During their non-breeding months, I learned, crows are extremely gregarious, roosting at night in flocks that might contain many dozens of birds. During the day, they break up into smaller groups and range widely, returning to their roosts at night. My group of eight was probably one of these smaller parties.
“There has been amazingly little study of crows by researchers, so most of the best questions about the birds still cannot be answered,” writes Donald Stokes. We know that crows are among the most intelligent of birds, sometimes using tools, and even enjoying a primitive number sense. Beyond that, crows, with their cousins the ravens, are alien and separate, relegated by myth to being harbingers of death or messengers of the gods.
Bernd Heinrich, professor of zoology at the University of Vermont, has brought the attentions of science to bear on ravens. In 1984 he saw a flock of ravens feeding on the carcass of an animal, and inviting other ravens to join in. This apparently unselfish behavior struck him as so unusual that he decided to spend a winter at a forest camp in Maine finding out if ravens are really as altruistic as they seemed.
One winter of research turned into four. Heinrich’s notebooks filled with data: numbers of birds feeding at a carcass, the kinds and frequencies of their vocalizations, the times and directions of their arrivals and departures, the kind and number of other birds and animals feeding at a carcass, and so on. Out of this wealth of data he teased an answer to his question: Not altruism, but a complex kind of social self-interest — you scratch my back, I’ll scratch yours — which Heinrich explains in his wonderful book Ravens in Winter.
And where in all of this are the spasmodic tricks of radiance, those moments of encounter with an animal or animals in the wild that so often leave one speechless, breathless, struck like a bell? Is Heinrich’s science compatible with mystery? Might not the essential meaning of ravens or crows be lost among the painstaking observations, the sea of numbers, the scientific detective work?
Wallace Stevens wrote a poem called “Thirteen Ways of Looking at a Blackbird.” We might add to the poet’s thirteen ways the scientist’s one way. No matter how deep was Heinrich’s emotional or spiritual attachment to the birds, no matter how often he experienced an ineffable encounter, it is the quality of his data that will determine the value of his science. Scientific conclusions are not plural, but singular.

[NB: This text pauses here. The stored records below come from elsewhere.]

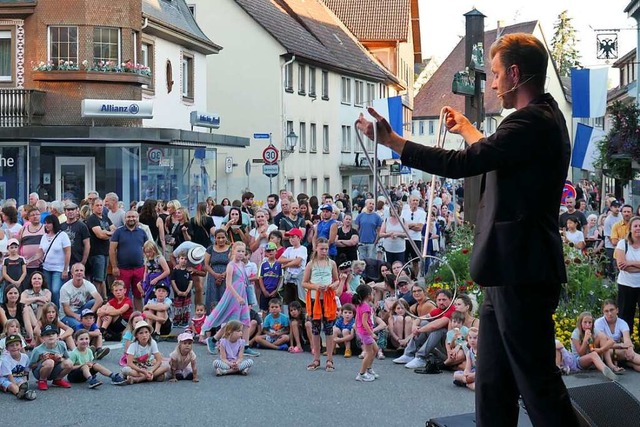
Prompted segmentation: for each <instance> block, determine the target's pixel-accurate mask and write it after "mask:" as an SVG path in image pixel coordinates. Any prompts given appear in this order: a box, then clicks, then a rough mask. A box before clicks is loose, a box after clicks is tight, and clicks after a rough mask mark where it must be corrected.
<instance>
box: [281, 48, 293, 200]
mask: <svg viewBox="0 0 640 427" xmlns="http://www.w3.org/2000/svg"><path fill="white" fill-rule="evenodd" d="M295 60H296V55H295V54H294V55H292V56H291V59H290V60H288V61H286V62H285V63H284V64H282V69H281V76H282V90H281V91H280V97H281V98H280V99H281V104H282V136H283V137H284V138H286V137H287V116H286V114H285V111H284V110H285V108H284V105H285V104H284V93H285V87H286V84H287V82H286V81H285V72H284V70H285V68H286V67H287V65H289V64H292V63H293V61H295ZM282 141H284V140H281V141H280V143H278V147H282ZM285 148H286V147H285ZM282 178H283V179H284V187H279V188H278V190H279V189H280V188H287V174H286V173H285V169H284V156H283V157H282Z"/></svg>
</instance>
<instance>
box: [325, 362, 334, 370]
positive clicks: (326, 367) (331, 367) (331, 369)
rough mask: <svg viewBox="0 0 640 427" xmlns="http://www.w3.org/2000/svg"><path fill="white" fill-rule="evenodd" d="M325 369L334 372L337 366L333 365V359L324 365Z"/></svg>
mask: <svg viewBox="0 0 640 427" xmlns="http://www.w3.org/2000/svg"><path fill="white" fill-rule="evenodd" d="M324 370H325V371H327V372H333V371H335V370H336V368H334V367H333V360H327V363H326V364H325V366H324Z"/></svg>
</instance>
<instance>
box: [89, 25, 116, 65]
mask: <svg viewBox="0 0 640 427" xmlns="http://www.w3.org/2000/svg"><path fill="white" fill-rule="evenodd" d="M93 61H94V62H96V63H100V62H114V63H116V64H120V63H121V62H122V61H121V60H120V29H119V28H106V27H96V28H94V29H93Z"/></svg>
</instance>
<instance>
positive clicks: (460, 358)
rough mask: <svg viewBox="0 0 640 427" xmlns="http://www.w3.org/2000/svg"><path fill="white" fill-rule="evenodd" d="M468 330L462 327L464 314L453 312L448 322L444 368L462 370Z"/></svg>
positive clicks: (445, 344) (445, 345) (466, 327)
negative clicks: (446, 353)
mask: <svg viewBox="0 0 640 427" xmlns="http://www.w3.org/2000/svg"><path fill="white" fill-rule="evenodd" d="M468 333H469V328H467V327H466V326H464V313H461V312H459V311H454V312H453V314H452V315H451V319H450V320H449V330H448V331H447V338H446V341H445V346H446V350H447V360H445V361H444V364H445V365H446V366H454V367H456V369H464V365H463V364H464V363H465V360H466V356H465V353H464V348H465V346H466V344H467V342H466V341H465V340H466V339H467V334H468Z"/></svg>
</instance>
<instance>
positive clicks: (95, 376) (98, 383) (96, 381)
mask: <svg viewBox="0 0 640 427" xmlns="http://www.w3.org/2000/svg"><path fill="white" fill-rule="evenodd" d="M88 382H89V388H96V387H100V386H101V385H102V381H100V380H99V379H98V378H96V376H95V375H93V376H92V377H91V378H89V381H88Z"/></svg>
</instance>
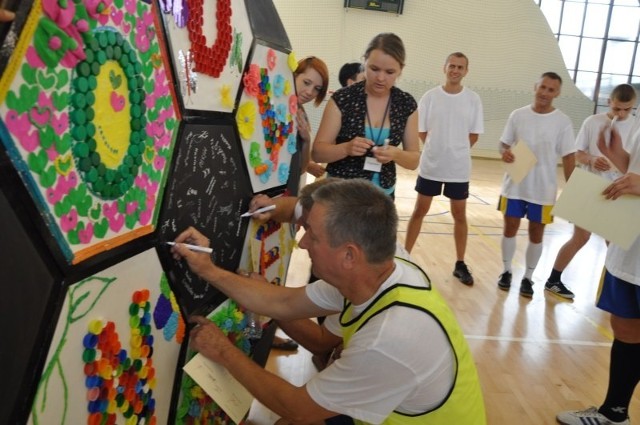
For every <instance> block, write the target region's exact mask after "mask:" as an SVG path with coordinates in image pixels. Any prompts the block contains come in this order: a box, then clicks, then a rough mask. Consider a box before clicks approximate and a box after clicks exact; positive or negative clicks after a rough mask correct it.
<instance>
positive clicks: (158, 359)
mask: <svg viewBox="0 0 640 425" xmlns="http://www.w3.org/2000/svg"><path fill="white" fill-rule="evenodd" d="M185 331H186V330H185V323H184V321H183V319H182V316H181V314H180V310H179V308H178V304H177V301H176V299H175V297H174V296H173V293H172V292H171V290H170V289H169V284H168V282H167V280H166V278H165V276H164V274H163V272H162V267H161V266H160V262H159V261H158V257H157V254H156V252H155V250H153V249H150V250H147V251H144V252H142V253H140V254H138V255H135V256H133V257H131V258H129V259H127V260H125V261H123V262H121V263H119V264H116V265H114V266H112V267H109V268H107V269H105V270H103V271H101V272H98V273H95V274H94V275H92V276H90V277H88V278H86V279H82V280H81V281H79V282H76V283H74V284H72V285H70V286H69V288H68V290H67V294H66V297H65V300H64V305H63V306H62V310H61V312H60V316H59V319H58V322H57V326H56V329H55V334H54V336H53V340H52V342H51V346H50V348H49V354H48V356H47V360H46V363H45V366H44V370H43V372H42V376H41V378H40V382H39V384H38V388H37V392H36V395H35V400H34V402H33V405H32V408H31V415H30V417H29V423H31V424H44V423H46V424H49V423H50V424H54V423H55V424H69V425H76V424H83V423H84V424H100V423H110V424H113V423H126V424H129V423H134V424H138V423H144V424H166V423H168V417H169V410H170V406H171V397H172V392H173V387H174V381H175V375H176V369H177V366H178V360H179V354H180V347H181V343H182V341H183V338H184V335H185Z"/></svg>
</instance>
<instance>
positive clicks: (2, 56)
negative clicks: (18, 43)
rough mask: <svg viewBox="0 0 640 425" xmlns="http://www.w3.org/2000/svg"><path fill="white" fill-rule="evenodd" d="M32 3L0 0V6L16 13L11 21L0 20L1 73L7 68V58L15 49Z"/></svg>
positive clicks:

Are the poet’s and scientist’s ways of seeing mutually incompatible? Must the poet and the scientist always be at loggerheads? Not at all. The strength of our civilization is that we have found a way to live with both knowledge and mystery. Because of the scientist’s way of knowing, we no longer wonder if those eight black crows in a winter tree are portents of death or a deity’s spies. And because of the scientist’s way of knowing we have more layers of crow-ness to marvel at — flocking behaviors, vocalizations, nesting and reproductive habits, even, it turns out, anatomical affinities with dinosaurs.
But none of this lessens the ancient awe that froze me thoughtless in my tracks when I saw those birds against the gray winter sky, ablaze like black candles. And when at last the birds dispersed and a thought came to mind, it was not Stokes or Heinrich but Wallace Stevens that I heard:
When the blackbird flew out of sight, It marked the edge Of one of many circles.